Cloud servers, though, typically have a lifespan of only about three years or so, according to experts, meaning that some of the earliest equipment already has passed its use-by date.
Data-center equipment contains components such as processors and fans that can be stripped out and resold in the electronics market. They also contain metals such as aluminum, copper and steel that many experts think will become more valuable as large economies such as China rely more on consumption and less on exports for growth.
Annual capital spending by Amazon.com Inc., Microsoft Corp. and Alphabet Inc. ’s Google, which run enormous, so-called “hyperscale” networks, increased above $60 billion combined in 2018, up roughly 50% from the year before, according to company data. All are upgrading and expanding their data centers.
Heightened concerns around the security of sensitive data make tech companies wary about how they dispose of unwanted equipment.
Some companies demand that servers be broken up on site, so they can be watched and filmed by employees. Others use armed guards to protect obsolete servers on their journey to scrapyards. The industry also can’t agree with what can be salvaged: Some tech firms demand that all equipment be shredded and melted entirely, even if it contains components that could be used again.
Google, which describes its data centers as being “like small cities filled with servers, drives, routers and other components,” is seeking increasingly to recycle and resell components where it can to keep parts out of landfill, the Mountain View, Calif.-based company says in a post online. Google, along with Amazon and Microsoft, declined to comment on plans to refresh infrastructure.
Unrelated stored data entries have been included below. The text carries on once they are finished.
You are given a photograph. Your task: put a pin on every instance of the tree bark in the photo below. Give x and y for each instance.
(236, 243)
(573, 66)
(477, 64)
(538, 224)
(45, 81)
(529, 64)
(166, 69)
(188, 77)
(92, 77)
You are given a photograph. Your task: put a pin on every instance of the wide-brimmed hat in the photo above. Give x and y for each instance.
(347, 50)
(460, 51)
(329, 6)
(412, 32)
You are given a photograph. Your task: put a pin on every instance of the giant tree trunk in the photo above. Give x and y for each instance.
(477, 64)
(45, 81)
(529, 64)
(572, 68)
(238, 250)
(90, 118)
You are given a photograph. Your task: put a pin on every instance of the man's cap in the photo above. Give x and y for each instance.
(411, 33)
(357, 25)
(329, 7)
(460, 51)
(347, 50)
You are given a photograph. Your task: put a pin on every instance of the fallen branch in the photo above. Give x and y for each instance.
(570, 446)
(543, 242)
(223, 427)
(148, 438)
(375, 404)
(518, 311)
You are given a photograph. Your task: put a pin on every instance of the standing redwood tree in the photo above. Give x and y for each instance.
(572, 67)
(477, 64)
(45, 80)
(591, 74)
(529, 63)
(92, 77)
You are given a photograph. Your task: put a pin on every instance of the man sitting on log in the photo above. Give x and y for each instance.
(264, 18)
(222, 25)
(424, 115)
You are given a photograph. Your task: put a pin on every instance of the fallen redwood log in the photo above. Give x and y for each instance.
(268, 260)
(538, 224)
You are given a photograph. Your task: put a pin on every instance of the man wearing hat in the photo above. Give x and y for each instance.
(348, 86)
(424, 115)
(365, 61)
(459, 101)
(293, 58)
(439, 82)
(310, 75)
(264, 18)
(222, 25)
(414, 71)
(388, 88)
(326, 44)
In 2016, only 20% of all e-waste globally was recycled correctly, according to a report by the United Nations University, the International Telecommunication Union and the International Solid Waste Association the following year.
“Although cloud-computing trends can lead to fewer devices because all services can be accessed from one device, more cloud computing also means more data centers and more e-waste,” the report said.
Still, recyclers seeking to invest now for returns in the future are largely at the mercy of decisions made in Silicon Valley.